The fifth sample event log message shows an unexpected failure (diagnostic event 2) with an error code that doesn't provide much explanation. The Windows calculator (calc.exe) can often be used to convert error codes into hexadecimal or decimal numbers so that a tool, such as winerror.exe or lcserror.exe, can provide a descriptive error message. Sometimes, error codes are printed in decimal numbers and need to be converted to hexadecimal numbers to display properly. At other times, a Windows system error message is wrapped with decorations and presented as a hexadecimal error code. If the tools are unable to present an error name and text, try using only the last four hexadecimal digits because it can take a bit of fooling around with calc.exe in scientific mode to back out some error codes. However, for this example, converting the error isn't necessary because it can be interpreted when passed directly to lcserror.exe: "SIPPROXY_E_AUTHENTICATION_LEG <--> The request processing was stopped to continue authentication exchange with the client through challenge response." This error message explains that sometimes the client and server get out of sync with authentication and, though the client thinks its current credentials are still valid, the server needs to prompt for authentication and cannot continue processing the request. In general, this is a harmless warning because the client will establish new credentials and the user is unlikely to even notice a problem.

Type: Warning EventID: 1000 Source: Communicator
 Description:
...
2;reason="See response code and reason
phrase";source="sipfed.contoso.com";HRESULT="C3E93D81 (SIPPROXY_E_AUTHENTICATION_LEG)"
...

Understanding Server Events

Examples of normal Office Communications Server event logs are presented to avoid confusion, along with examples of problematic logs that might arise. Additional advice on how to resolve problems is presented with each log.

When working through problems in the topology or on specific servers, a good way to minimize the scope or to quickly identify errors is to use the Validation Wizard, which is available as a tool in the Office Communications Server 2007 administration MMC snap-in. This tool checks configuration against connectivity and does the basic validation checks to point out and avoid misconfigurations in Office Communications Server 2007 settings or in network and certificate configurations that relate to the server.

Examples of Normal Events

For anyone who has looked at the number of events created in the event logs on a server as part of starting up, it can be an overwhelming experience to understand what information is actually useful and what can be ignored. In general, all informational logs can safely be ignored, but examples are provided here to explain some of the detailed information available within them. Warning and error messages are also commonly seen, and some are explained here to alleviate administrator concerns about warnings or errors that aren't fully understood. All server logs will show up in the Office Communications Server Event Log, which can be loaded as a snap-in in the MMC or launched directly as eventvwr.exe, as shown in Figure 16-2.

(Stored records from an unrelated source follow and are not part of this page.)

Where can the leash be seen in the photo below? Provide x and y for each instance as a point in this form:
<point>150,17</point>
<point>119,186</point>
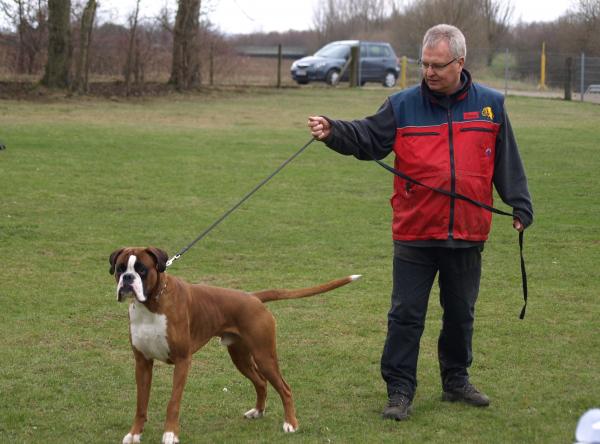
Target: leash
<point>237,205</point>
<point>459,196</point>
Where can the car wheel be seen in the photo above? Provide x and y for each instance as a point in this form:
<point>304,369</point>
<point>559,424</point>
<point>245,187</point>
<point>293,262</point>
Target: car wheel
<point>389,80</point>
<point>333,77</point>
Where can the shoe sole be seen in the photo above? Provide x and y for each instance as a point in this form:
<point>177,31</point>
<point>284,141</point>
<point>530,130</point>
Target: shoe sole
<point>450,397</point>
<point>397,417</point>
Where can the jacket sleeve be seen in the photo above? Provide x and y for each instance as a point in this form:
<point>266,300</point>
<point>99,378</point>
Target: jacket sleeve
<point>509,175</point>
<point>374,134</point>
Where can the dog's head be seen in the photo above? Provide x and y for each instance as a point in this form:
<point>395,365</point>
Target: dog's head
<point>137,271</point>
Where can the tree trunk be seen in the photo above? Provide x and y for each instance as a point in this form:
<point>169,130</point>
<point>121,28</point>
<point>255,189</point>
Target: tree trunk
<point>59,44</point>
<point>130,64</point>
<point>185,71</point>
<point>85,40</point>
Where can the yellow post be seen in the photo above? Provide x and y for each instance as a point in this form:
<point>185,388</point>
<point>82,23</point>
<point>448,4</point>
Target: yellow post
<point>542,84</point>
<point>403,72</point>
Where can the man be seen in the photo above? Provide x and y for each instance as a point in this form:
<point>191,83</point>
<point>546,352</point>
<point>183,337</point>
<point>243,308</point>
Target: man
<point>452,134</point>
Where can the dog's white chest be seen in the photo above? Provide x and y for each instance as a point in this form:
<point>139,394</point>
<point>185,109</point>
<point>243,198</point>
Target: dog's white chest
<point>148,332</point>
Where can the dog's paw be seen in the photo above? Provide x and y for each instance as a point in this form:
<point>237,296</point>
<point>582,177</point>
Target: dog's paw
<point>288,428</point>
<point>170,438</point>
<point>254,414</point>
<point>132,439</point>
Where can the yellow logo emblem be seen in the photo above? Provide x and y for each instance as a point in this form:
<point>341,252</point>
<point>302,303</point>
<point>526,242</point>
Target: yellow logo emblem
<point>487,112</point>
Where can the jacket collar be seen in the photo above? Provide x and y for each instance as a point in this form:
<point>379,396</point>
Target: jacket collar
<point>444,100</point>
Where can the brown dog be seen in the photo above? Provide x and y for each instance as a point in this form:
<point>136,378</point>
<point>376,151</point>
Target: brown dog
<point>170,320</point>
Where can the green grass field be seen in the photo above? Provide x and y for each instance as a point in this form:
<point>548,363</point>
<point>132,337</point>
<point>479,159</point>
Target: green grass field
<point>83,177</point>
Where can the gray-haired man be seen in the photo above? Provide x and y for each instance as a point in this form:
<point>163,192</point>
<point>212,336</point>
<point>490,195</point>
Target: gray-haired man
<point>453,134</point>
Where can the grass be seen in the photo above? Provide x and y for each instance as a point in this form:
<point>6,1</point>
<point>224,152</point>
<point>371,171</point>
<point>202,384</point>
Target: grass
<point>83,177</point>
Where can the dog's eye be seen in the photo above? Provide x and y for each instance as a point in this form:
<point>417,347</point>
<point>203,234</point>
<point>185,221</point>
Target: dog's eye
<point>140,269</point>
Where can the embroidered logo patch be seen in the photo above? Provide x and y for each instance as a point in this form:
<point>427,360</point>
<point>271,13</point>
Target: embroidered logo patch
<point>487,112</point>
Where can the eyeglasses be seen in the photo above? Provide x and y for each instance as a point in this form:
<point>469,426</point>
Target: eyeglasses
<point>435,66</point>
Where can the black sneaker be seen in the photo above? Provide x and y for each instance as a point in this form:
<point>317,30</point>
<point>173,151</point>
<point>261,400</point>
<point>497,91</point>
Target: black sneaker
<point>398,407</point>
<point>467,394</point>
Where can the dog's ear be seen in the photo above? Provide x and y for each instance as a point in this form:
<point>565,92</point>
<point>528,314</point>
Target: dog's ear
<point>113,259</point>
<point>160,256</point>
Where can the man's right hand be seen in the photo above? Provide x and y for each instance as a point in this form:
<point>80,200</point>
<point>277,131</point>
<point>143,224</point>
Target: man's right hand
<point>319,127</point>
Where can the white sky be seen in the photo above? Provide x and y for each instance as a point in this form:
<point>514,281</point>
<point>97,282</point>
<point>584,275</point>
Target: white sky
<point>246,16</point>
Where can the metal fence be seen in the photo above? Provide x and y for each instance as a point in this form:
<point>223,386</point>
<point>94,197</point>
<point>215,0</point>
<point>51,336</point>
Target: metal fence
<point>509,71</point>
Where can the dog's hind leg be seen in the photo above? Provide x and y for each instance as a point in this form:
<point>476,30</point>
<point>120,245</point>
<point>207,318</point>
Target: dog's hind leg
<point>268,366</point>
<point>241,357</point>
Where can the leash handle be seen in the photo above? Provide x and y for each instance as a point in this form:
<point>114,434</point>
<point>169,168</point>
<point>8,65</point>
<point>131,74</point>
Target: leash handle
<point>237,205</point>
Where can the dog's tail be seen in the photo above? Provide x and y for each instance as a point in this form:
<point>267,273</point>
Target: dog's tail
<point>280,294</point>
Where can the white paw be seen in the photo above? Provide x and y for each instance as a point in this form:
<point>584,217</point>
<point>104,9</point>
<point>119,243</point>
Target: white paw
<point>132,439</point>
<point>254,414</point>
<point>170,438</point>
<point>288,428</point>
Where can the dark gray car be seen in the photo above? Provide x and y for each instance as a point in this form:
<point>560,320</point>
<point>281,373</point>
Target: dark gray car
<point>378,63</point>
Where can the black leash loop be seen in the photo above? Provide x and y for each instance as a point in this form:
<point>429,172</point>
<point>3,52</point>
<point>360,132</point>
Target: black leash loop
<point>237,205</point>
<point>455,196</point>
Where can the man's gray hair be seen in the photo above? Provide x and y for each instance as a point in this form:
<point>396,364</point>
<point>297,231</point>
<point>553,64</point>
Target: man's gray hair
<point>450,34</point>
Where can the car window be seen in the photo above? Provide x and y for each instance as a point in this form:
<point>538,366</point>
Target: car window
<point>379,51</point>
<point>335,51</point>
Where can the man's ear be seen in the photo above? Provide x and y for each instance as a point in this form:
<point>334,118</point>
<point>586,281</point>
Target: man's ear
<point>160,256</point>
<point>113,259</point>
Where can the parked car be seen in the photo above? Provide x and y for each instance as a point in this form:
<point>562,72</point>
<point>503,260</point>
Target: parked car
<point>378,63</point>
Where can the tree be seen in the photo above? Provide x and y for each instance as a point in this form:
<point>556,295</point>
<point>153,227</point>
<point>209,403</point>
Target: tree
<point>59,44</point>
<point>29,19</point>
<point>185,70</point>
<point>80,82</point>
<point>131,51</point>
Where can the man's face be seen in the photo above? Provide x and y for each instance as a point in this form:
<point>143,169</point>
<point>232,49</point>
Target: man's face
<point>441,77</point>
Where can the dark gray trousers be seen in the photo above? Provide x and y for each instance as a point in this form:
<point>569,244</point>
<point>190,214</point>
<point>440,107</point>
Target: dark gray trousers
<point>414,272</point>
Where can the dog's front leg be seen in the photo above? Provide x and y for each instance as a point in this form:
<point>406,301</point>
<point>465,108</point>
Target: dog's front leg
<point>143,379</point>
<point>182,367</point>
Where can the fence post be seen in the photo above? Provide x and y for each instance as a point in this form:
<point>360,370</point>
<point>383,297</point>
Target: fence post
<point>211,64</point>
<point>569,72</point>
<point>403,72</point>
<point>279,56</point>
<point>542,84</point>
<point>506,72</point>
<point>354,66</point>
<point>582,80</point>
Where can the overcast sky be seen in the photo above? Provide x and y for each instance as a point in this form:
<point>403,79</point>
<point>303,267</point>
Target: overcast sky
<point>246,16</point>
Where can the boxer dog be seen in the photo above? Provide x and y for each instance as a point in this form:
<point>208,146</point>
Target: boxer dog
<point>170,320</point>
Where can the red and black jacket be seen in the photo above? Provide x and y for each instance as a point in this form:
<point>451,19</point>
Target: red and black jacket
<point>462,143</point>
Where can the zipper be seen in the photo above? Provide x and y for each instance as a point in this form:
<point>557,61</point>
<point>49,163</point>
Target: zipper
<point>482,130</point>
<point>420,134</point>
<point>452,176</point>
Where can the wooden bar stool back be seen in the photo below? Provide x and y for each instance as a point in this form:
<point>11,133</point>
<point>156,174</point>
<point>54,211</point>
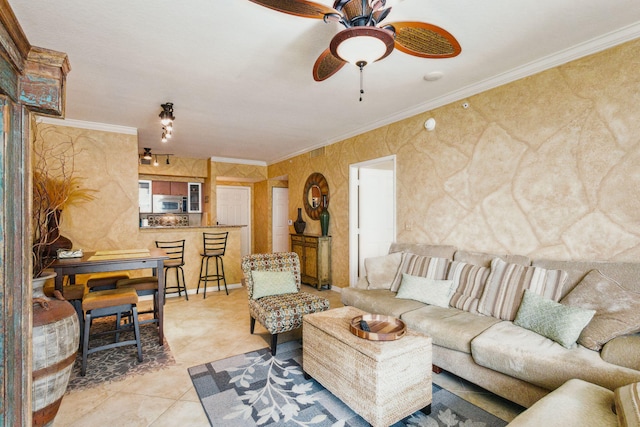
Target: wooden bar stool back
<point>214,246</point>
<point>107,303</point>
<point>175,251</point>
<point>147,285</point>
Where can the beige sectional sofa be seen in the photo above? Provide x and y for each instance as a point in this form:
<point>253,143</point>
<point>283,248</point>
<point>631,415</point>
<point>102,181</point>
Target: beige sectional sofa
<point>493,352</point>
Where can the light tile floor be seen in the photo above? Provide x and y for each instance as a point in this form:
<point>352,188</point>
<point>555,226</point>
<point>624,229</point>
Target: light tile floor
<point>199,331</point>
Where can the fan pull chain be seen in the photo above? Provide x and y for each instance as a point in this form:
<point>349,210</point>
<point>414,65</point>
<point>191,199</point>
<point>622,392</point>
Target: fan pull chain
<point>361,64</point>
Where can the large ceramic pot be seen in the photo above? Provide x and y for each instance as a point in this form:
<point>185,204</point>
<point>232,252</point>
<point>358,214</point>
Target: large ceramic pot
<point>56,335</point>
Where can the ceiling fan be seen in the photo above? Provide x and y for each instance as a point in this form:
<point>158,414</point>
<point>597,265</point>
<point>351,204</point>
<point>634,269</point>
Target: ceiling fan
<point>364,40</point>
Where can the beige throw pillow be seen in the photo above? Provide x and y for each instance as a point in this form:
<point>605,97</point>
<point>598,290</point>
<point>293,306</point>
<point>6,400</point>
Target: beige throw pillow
<point>558,322</point>
<point>268,283</point>
<point>382,270</point>
<point>421,266</point>
<point>506,284</point>
<point>617,309</point>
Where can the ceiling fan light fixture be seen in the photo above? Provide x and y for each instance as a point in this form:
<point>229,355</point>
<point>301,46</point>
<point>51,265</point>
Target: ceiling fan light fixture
<point>362,44</point>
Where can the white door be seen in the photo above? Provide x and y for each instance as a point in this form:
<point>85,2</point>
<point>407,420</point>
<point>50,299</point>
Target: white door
<point>234,208</point>
<point>372,213</point>
<point>280,214</point>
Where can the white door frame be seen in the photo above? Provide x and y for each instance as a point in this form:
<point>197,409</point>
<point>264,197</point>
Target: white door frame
<point>354,230</point>
<point>274,224</point>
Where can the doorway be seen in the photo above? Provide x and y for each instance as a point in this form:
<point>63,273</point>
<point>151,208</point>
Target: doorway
<point>280,221</point>
<point>233,207</point>
<point>372,211</point>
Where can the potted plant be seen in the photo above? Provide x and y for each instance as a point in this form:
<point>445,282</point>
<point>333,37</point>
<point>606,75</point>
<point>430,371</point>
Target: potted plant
<point>54,188</point>
<point>55,330</point>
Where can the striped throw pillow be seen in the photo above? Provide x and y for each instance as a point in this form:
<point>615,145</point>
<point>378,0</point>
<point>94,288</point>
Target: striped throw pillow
<point>506,284</point>
<point>421,266</point>
<point>469,281</point>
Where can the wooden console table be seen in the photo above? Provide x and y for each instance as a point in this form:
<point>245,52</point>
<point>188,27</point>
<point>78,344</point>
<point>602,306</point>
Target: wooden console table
<point>315,258</point>
<point>90,263</point>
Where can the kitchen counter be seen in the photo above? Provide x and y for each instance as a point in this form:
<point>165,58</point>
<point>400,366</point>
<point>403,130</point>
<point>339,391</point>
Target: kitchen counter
<point>182,227</point>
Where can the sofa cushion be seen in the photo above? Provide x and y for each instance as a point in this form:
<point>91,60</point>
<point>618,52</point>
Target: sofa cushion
<point>382,270</point>
<point>469,282</point>
<point>423,266</point>
<point>623,351</point>
<point>561,323</point>
<point>627,400</point>
<point>428,291</point>
<point>506,284</point>
<point>523,354</point>
<point>617,309</point>
<point>448,327</point>
<point>576,403</point>
<point>378,301</point>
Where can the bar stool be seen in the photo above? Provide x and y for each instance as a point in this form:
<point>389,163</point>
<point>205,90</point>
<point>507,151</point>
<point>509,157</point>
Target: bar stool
<point>107,303</point>
<point>104,281</point>
<point>175,251</point>
<point>147,285</point>
<point>214,246</point>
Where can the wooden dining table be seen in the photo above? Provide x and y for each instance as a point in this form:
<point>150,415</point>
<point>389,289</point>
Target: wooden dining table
<point>116,260</point>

Office Communications Server events in Event Viewer

Figure 16-2. Office Communications Server events in Event Viewer

Examples of Normal Informational Events The following startup event log message (Event ID 14426) simply identifies that the registry key was enabled to log message bodies, as shown in Figure 16-3.

Viewing event log entries in Office Communications Server

Figure 16-3. Viewing event log entries in Office Communications Server

This isn't a great cause for concern. However, depending on your corporate security policy, it might be a privacy violation to log this type of information in tracing logs; therefore, this type of logging should be used only for short intervals during detailed diagnostic sessions if message bodies are actually required (typically, they are not). Additional information about enabling message body tracing is available in the Using Client and Server Trace Logs section later in this chapter.

Type: Informational EventID: 14426 Source: OCS Protocol Stack
 Description:
Configuration information was loaded from the registry. The registry
value is EnableMessageBodyTracing with a DWORD value of 1.

The next event log message (56001) is similar to several of the first messages in the 56000s, which identify that default settings are being used because they weren't actually stored in the Windows Management Instrumentation (WMI) store. None of these messages are of much concern other than to record the current settings that the server will be using in case of future debugging or to work with Product Support Services (PSS).

Type: Informational EventID: 56001 Source: OCS WMI Event Provider
 Description:
The WMI event provider parameter 'initial due time' was not set or
failed to be retrieved. Use the default value.

Initial due time: 300000 milliseconds

Several additional settings are shown in other server events during startup, and these are included in the following examples to demonstrate some of the configuration information available and identify the default settings for some potentially interesting detailed configurations. The first event log message shows some of the detailed default configuration used by the SIP stack.

Type: Informational EventID: 14413 Source: OCS Protocol Stack
 Description:
Proxy configuration changes were applied successfully.
Request compression on outgoing server to server connections
    [1=yes,0=no]: 0
Accept compression requests from server connections [1=yes,0=no]: 1
Accept compression requests from client connections [1=yes,0=no]: 1
Maximum number of server-to-server connections: 1024
Maximum number of client-to-server connections: 5000
Maximum outgoing TLS connections to the same server: 4
Maximum size of content body for client to server connections: 131072 bytes
Maximum size of content body for server to server connections: 5120000 bytes

The second event log message shows some of the detailed default configuration used by the User Services SIP registrar.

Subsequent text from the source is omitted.